The Undertaker is a film that was shot in 1988, but never completed. A copy with the title "Death Merchant" was among the possessions in Spinell's apartment when he died in 1989. The film in it's incomplete form circulated in various bootlegs when in 2010 Code Red released a DVD of the film from a tape source. It is now 6 years later and Vinegar Syndrome have released the film in a Blu-ray from a 35mm source with some taped inserts mostly during the film's conclusion.
The film is pretty straightforward. Spinell plays an undertaker named Roscoe. Roscoe spends his days working in the local mortuary and his nights killing, and having sex with the bodies. The townspeople including students (literally in the subject of necrophilia) begin to suspect something is up, and begin to trace the crimes back to the undertaker.
OK, so even with the work that Vinegar Syndrome has obviously put into this one. The film is still largely incomplete. So one has to really grade this one on a different scale. I will admit it is a truly bizarre effort, and I had a lot of fun with it. Spinell is great with the limited screen time he is given. The rest of the cast is decent, but fitting to the material on display here. The direction is solid, but again because the film is incomplete, footage is occasionally repeated, and so one can't get a full picture of what could have been. Still the film is a lot of fun, and certainly recommended both for fans of Spinell, and genre fans as a whole.

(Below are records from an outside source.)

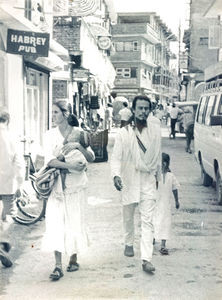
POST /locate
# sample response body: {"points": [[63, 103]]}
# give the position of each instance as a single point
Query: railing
{"points": [[215, 85]]}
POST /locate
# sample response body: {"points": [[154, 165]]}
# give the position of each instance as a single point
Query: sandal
{"points": [[164, 251], [72, 267], [56, 274], [4, 258]]}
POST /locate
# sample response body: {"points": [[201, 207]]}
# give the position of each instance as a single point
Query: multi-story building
{"points": [[28, 55], [200, 42], [88, 41], [142, 55]]}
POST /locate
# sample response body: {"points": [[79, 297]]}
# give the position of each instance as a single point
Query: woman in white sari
{"points": [[65, 230]]}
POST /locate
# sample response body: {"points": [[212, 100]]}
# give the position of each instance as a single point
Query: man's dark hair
{"points": [[4, 115], [141, 97]]}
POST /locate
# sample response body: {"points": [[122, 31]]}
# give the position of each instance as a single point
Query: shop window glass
{"points": [[133, 72], [210, 108], [128, 46], [135, 46], [119, 46], [28, 9], [220, 106], [201, 111]]}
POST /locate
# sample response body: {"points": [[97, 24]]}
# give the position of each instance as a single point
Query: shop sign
{"points": [[80, 74], [104, 42], [27, 42], [59, 89]]}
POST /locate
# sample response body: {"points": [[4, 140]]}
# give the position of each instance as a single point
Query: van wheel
{"points": [[219, 188], [205, 178]]}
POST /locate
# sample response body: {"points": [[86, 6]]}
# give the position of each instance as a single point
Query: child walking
{"points": [[162, 218]]}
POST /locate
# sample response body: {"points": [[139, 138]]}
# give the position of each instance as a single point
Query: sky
{"points": [[171, 12]]}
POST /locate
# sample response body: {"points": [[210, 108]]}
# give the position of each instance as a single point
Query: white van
{"points": [[208, 136]]}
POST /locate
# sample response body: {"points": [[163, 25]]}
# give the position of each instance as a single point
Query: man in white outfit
{"points": [[135, 168], [11, 179]]}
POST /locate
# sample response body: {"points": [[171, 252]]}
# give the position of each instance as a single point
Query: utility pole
{"points": [[179, 50]]}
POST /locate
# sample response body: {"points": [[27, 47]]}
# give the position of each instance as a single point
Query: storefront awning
{"points": [[11, 19], [98, 30]]}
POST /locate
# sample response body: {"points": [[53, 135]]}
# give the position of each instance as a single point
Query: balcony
{"points": [[125, 82], [136, 29]]}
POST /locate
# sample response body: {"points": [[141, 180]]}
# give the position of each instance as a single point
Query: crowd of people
{"points": [[140, 172]]}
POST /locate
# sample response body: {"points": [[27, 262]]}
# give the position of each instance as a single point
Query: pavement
{"points": [[192, 270]]}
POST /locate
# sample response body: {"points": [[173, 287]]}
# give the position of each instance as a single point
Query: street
{"points": [[192, 270]]}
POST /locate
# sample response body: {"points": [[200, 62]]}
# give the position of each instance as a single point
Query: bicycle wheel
{"points": [[30, 206]]}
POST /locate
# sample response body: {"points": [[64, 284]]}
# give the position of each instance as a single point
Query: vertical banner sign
{"points": [[27, 42]]}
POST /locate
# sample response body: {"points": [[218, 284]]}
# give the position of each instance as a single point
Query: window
{"points": [[127, 46], [28, 9], [220, 106], [126, 72], [203, 41], [201, 111], [210, 108], [123, 72], [119, 46], [135, 46], [133, 72]]}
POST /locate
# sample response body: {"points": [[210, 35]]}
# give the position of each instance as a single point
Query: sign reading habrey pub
{"points": [[27, 42]]}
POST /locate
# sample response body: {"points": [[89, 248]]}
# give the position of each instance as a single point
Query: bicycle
{"points": [[30, 205]]}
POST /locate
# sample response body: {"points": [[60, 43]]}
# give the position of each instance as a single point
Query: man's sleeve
{"points": [[19, 167], [116, 158]]}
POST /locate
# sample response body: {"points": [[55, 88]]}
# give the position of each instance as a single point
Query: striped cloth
{"points": [[44, 180]]}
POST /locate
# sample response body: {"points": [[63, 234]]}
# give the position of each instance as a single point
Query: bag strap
{"points": [[142, 147]]}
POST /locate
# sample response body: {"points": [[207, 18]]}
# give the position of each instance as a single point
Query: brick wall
{"points": [[200, 54]]}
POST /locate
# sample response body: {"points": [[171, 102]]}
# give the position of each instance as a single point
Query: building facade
{"points": [[142, 55], [88, 41], [202, 45], [28, 56]]}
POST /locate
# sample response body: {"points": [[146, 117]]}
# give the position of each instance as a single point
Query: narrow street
{"points": [[192, 270]]}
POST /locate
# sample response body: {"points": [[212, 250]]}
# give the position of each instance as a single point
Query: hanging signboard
{"points": [[104, 42], [74, 8], [27, 42], [59, 89]]}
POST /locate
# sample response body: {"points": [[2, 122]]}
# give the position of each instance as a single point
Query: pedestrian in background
{"points": [[168, 185], [134, 167], [125, 114], [12, 173], [174, 112], [65, 228]]}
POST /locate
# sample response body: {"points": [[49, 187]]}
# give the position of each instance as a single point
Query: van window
{"points": [[201, 111], [210, 108]]}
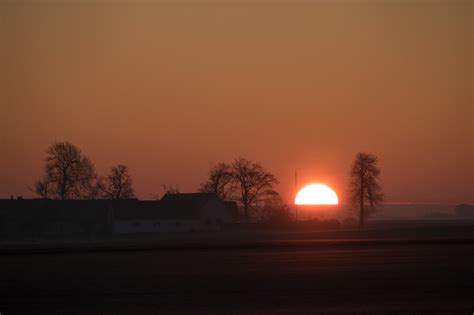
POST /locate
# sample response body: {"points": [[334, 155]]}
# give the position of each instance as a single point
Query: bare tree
{"points": [[119, 184], [220, 182], [365, 188], [254, 185], [68, 173]]}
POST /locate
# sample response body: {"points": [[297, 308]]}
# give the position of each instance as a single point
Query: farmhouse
{"points": [[54, 219], [175, 213]]}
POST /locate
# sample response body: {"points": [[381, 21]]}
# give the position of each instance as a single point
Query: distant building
{"points": [[175, 213], [50, 219]]}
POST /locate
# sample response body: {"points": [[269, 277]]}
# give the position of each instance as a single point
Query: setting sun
{"points": [[316, 194]]}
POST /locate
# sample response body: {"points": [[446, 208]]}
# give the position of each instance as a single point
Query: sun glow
{"points": [[316, 194]]}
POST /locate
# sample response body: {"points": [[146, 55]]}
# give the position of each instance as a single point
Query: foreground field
{"points": [[352, 278]]}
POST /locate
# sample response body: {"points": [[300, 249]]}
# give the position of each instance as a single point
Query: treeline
{"points": [[69, 174]]}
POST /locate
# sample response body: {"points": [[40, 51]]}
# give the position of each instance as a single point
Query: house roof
{"points": [[170, 207]]}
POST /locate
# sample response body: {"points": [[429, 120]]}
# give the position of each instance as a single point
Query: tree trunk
{"points": [[361, 210]]}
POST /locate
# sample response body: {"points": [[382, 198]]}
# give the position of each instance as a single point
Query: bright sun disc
{"points": [[316, 194]]}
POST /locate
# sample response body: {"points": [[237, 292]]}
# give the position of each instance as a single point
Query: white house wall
{"points": [[162, 226]]}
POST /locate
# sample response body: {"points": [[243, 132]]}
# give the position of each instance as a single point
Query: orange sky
{"points": [[170, 88]]}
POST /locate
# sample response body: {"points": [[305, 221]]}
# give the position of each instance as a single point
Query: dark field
{"points": [[302, 277]]}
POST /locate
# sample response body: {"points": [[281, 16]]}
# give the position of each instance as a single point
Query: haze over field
{"points": [[170, 88]]}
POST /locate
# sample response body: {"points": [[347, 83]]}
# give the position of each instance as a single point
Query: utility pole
{"points": [[296, 192]]}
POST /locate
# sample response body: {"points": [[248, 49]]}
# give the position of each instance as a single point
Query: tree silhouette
{"points": [[119, 184], [365, 188], [254, 185], [68, 174], [221, 182], [243, 181]]}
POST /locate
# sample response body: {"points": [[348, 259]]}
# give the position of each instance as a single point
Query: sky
{"points": [[169, 88]]}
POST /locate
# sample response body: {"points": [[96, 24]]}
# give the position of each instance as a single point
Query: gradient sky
{"points": [[169, 89]]}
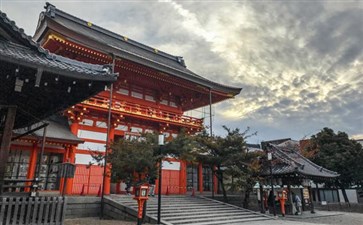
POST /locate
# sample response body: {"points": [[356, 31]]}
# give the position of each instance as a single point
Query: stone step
{"points": [[199, 212], [180, 210], [240, 218], [176, 217], [202, 210], [229, 222]]}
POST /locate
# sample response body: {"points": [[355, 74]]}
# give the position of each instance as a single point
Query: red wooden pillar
{"points": [[70, 156], [65, 159], [215, 181], [107, 187], [200, 175], [32, 165], [183, 178]]}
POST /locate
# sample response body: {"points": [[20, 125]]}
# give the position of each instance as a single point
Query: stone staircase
{"points": [[197, 210]]}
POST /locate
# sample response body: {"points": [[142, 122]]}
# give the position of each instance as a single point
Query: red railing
{"points": [[132, 109]]}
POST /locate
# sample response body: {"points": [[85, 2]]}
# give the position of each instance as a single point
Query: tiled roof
{"points": [[134, 51], [58, 129], [53, 63], [287, 160], [40, 84], [29, 52]]}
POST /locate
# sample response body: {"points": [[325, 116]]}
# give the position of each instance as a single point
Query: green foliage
{"points": [[336, 152], [183, 147], [134, 156], [229, 156]]}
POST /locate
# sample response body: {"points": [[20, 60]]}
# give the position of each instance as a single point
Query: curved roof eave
{"points": [[179, 71]]}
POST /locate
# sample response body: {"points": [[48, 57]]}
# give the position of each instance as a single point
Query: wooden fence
{"points": [[32, 210]]}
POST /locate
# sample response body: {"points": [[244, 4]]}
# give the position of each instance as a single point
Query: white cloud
{"points": [[300, 63]]}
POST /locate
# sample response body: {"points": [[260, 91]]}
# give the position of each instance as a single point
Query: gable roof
{"points": [[57, 130], [123, 47], [39, 83], [287, 160]]}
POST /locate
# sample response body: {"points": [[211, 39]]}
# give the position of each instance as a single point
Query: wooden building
{"points": [[151, 94], [35, 84]]}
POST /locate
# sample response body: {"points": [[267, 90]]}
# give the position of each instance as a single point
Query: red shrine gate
{"points": [[152, 92]]}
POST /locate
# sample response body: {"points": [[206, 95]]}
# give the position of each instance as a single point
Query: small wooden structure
{"points": [[35, 84], [32, 210], [288, 167]]}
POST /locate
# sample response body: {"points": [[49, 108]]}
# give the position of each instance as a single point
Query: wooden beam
{"points": [[5, 143]]}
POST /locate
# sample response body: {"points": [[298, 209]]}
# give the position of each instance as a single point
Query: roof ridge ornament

Vinegar Syndrome presents the Undertaker with a solid 1:85:1 1080p AVC encoded transfer preserving the film's OAR. Everything in the 35mm footage looks nearly pristine, colors pop, blacks are deep, and grain is very natural. The VHS footage is very rough looking that is to be expected, but everything as a whole looks quite fine.
The audio is presented with a DTS-HD MA mono track in English. The track is quite serviceable with dialogue, and score coming across crisp and clear for the most part. There are a few moments where things aren't quite balanced, but overall everything sounds fine.
Vinegar Syndrome puts together a stellar package for their release of The Undertaker. We get a commentary track between the film's director William James Kennedy and Brandon Upson. This is followed up by a 20 minute making of, 5 minute promo clip, 9 minutes of VHS outtakes,a still gallery, trailer, and liner notes by former Fango writer Michael Gingold.
For a film that is incomplete, The Undertaker is a bizarre fun experience. The Blu-ray from Vinegar Syndrome looks and sounds fantastic aside from VHS footage. It is also loaded up with great extras. HIGHLY RECOMMENDED.